On Privacy versus Freedom (Matthew Hodgson, Matrix)

On Privacy versus Freedom (Matthew Hodgson, Matrix)

(…) All of this completely ignores one critical thing - the value of freedom. Freedom to select which server to use. Freedom to run your own server (perhaps invisibly in your app, in a P2P world). Freedom to pick which country your server runs in. Freedom to select how much metadata and history to keep. Freedom to choose which apps to use - while still having the freedom to talk to anyone you like (without them necessarily installing yet another app). Freedom to connect your own functionality - bots, bridges, integrations etc. Freedom to select which identifiers (if any) to use to register your account. Freedom to extend the protocol. Freedom to write your own client, or build whole new as-yet-unimagined systems on top.

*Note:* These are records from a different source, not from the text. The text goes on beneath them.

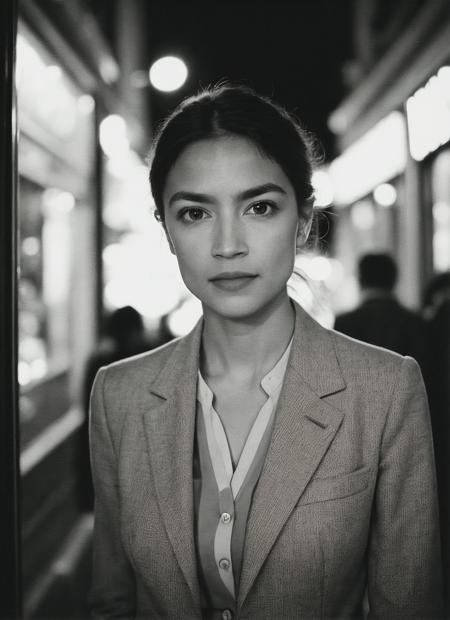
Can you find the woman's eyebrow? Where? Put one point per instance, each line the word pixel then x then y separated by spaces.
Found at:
pixel 252 192
pixel 192 196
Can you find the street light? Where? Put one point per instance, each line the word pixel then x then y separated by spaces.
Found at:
pixel 168 73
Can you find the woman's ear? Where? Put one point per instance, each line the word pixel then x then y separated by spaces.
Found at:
pixel 169 240
pixel 304 226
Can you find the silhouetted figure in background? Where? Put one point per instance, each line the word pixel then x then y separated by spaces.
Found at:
pixel 380 319
pixel 437 313
pixel 124 337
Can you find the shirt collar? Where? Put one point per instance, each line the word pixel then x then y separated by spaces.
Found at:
pixel 269 383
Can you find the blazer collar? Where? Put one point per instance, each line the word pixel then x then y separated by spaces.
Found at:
pixel 313 356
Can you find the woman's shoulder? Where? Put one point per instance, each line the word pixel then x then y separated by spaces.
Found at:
pixel 148 363
pixel 353 353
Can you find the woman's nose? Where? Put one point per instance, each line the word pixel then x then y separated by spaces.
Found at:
pixel 229 240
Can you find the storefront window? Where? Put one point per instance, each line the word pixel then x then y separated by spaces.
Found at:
pixel 55 162
pixel 440 189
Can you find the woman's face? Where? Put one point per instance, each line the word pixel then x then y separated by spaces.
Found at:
pixel 231 219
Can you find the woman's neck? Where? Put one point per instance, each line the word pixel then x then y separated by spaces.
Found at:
pixel 246 348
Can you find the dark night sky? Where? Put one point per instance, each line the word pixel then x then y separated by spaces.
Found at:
pixel 292 51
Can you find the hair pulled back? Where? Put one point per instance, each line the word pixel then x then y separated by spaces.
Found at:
pixel 235 110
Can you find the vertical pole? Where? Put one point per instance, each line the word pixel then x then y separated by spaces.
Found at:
pixel 99 199
pixel 10 603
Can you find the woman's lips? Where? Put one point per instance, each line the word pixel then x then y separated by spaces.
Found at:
pixel 233 283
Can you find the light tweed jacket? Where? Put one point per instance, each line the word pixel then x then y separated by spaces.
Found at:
pixel 346 502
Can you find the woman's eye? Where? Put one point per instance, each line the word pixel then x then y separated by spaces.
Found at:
pixel 262 208
pixel 191 214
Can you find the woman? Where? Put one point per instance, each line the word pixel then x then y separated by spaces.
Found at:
pixel 262 466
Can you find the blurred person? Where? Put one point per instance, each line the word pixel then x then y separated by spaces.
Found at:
pixel 261 466
pixel 437 312
pixel 124 336
pixel 380 319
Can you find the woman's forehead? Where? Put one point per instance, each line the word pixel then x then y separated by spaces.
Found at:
pixel 229 158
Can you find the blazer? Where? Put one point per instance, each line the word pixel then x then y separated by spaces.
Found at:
pixel 345 509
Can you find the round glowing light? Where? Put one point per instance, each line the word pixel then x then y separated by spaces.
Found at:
pixel 168 73
pixel 362 215
pixel 385 195
pixel 113 136
pixel 31 246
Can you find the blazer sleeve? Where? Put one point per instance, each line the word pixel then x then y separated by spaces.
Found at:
pixel 404 568
pixel 113 587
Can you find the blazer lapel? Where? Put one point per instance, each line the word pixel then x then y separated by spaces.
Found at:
pixel 169 430
pixel 305 426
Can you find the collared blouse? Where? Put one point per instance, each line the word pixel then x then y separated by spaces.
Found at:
pixel 222 494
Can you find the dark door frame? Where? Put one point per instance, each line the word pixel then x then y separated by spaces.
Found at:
pixel 10 582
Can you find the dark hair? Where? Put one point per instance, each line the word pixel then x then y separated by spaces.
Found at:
pixel 377 271
pixel 235 110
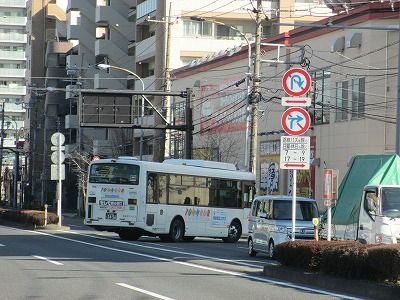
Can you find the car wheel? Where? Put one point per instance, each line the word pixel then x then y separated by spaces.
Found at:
pixel 271 249
pixel 252 253
pixel 234 233
pixel 188 238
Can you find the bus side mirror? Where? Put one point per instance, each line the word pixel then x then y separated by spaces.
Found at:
pixel 263 215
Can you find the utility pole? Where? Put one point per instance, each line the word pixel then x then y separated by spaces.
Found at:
pixel 189 125
pixel 1 149
pixel 167 86
pixel 255 97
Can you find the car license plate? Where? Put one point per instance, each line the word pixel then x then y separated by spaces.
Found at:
pixel 111 216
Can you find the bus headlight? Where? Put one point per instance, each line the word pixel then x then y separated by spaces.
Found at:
pixel 280 228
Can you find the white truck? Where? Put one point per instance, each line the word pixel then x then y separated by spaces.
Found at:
pixel 368 205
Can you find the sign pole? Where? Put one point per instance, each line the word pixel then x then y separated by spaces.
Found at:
pixel 329 222
pixel 294 205
pixel 59 181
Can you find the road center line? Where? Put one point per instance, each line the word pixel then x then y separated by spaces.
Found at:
pixel 177 252
pixel 221 271
pixel 144 291
pixel 48 260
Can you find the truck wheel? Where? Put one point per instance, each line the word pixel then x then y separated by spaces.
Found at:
pixel 234 232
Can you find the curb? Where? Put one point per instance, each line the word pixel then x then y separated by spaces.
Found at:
pixel 360 288
pixel 32 226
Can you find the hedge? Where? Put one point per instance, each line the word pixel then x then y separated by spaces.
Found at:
pixel 33 217
pixel 343 258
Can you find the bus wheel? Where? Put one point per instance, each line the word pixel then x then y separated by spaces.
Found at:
pixel 129 235
pixel 176 231
pixel 234 232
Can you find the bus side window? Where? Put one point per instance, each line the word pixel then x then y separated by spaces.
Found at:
pixel 162 189
pixel 151 191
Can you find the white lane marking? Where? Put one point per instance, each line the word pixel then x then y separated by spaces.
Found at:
pixel 144 291
pixel 231 261
pixel 237 274
pixel 48 260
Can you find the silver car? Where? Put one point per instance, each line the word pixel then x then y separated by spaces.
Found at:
pixel 270 222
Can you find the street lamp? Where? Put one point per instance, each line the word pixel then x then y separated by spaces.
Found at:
pixel 248 74
pixel 106 66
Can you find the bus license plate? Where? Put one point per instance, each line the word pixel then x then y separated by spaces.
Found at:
pixel 111 216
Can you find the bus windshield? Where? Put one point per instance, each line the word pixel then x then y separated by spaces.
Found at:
pixel 114 173
pixel 305 211
pixel 391 202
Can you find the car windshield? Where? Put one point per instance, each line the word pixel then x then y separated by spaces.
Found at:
pixel 391 202
pixel 113 173
pixel 305 210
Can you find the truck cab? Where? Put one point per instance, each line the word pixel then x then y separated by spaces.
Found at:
pixel 379 218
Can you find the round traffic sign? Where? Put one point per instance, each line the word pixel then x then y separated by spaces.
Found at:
pixel 57 138
pixel 296 82
pixel 55 155
pixel 295 121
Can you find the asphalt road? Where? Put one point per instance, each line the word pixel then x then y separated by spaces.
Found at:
pixel 86 264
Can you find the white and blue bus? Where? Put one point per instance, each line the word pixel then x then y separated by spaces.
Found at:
pixel 175 200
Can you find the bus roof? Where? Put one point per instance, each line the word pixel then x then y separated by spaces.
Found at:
pixel 185 167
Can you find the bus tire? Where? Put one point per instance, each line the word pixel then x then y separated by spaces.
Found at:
pixel 176 231
pixel 234 232
pixel 129 235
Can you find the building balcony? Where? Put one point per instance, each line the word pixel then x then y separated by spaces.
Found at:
pixel 12 55
pixel 73 61
pixel 107 81
pixel 53 10
pixel 18 21
pixel 146 48
pixel 7 72
pixel 13 38
pixel 146 8
pixel 13 107
pixel 13 3
pixel 71 122
pixel 13 90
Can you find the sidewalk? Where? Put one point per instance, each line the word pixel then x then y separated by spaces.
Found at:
pixel 358 288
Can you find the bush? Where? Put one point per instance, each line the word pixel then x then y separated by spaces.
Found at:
pixel 347 260
pixel 343 258
pixel 385 261
pixel 305 254
pixel 33 217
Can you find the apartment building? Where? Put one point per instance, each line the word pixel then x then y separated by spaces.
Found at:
pixel 354 97
pixel 72 37
pixel 13 39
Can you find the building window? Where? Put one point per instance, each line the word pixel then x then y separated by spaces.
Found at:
pixel 357 98
pixel 321 103
pixel 197 28
pixel 342 99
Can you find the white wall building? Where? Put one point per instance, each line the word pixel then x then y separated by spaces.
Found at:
pixel 13 39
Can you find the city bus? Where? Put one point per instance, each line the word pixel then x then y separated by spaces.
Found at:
pixel 176 200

It’s true that if you’re writing a messaging app optimised for privacy at any cost, Moxie’s approach is one way to do it. However, this ends up being a perversely closed world - a closed network, where unofficial clients are banned, with no platform to build on, no open standards, and you end up thoroughly putting all your eggs in one basket, trusting past, present & future Signal to retain its values, stay up and somehow dodge compromise & censorship… despite probably being the single highest value attack target on the ‘net.

Quite simply, that isn’t a world I want to live in.

We owe the entire success of the Internet (let alone the Web) to openness, interoperability and decentralisation. To declare that openness, interoperability and decentralisation is ‘too hard’ and not worth the effort when building a messaging solution is to throw away all the potential of the vibrancy, creativity and innovation that comes from an open network. Sure, you may end up with a super-private messaging app - but one that starts to smell alarmingly like a walled garden like Facebook’s Internet.org initiative, or an AOL keyword, or Google’s AMP.

So, we continue to gladly take up Moxie’s challenge to prove him wrong - to show that it’s both possible and imperative to create an open decentralised messaging platform which (if you use reputable apps and servers) can be as secure and metadata-protecting as Signal… and indeed more so, given you can run your server off the grid, and don’t need to register with a phone number, and in future may not even need a server at all.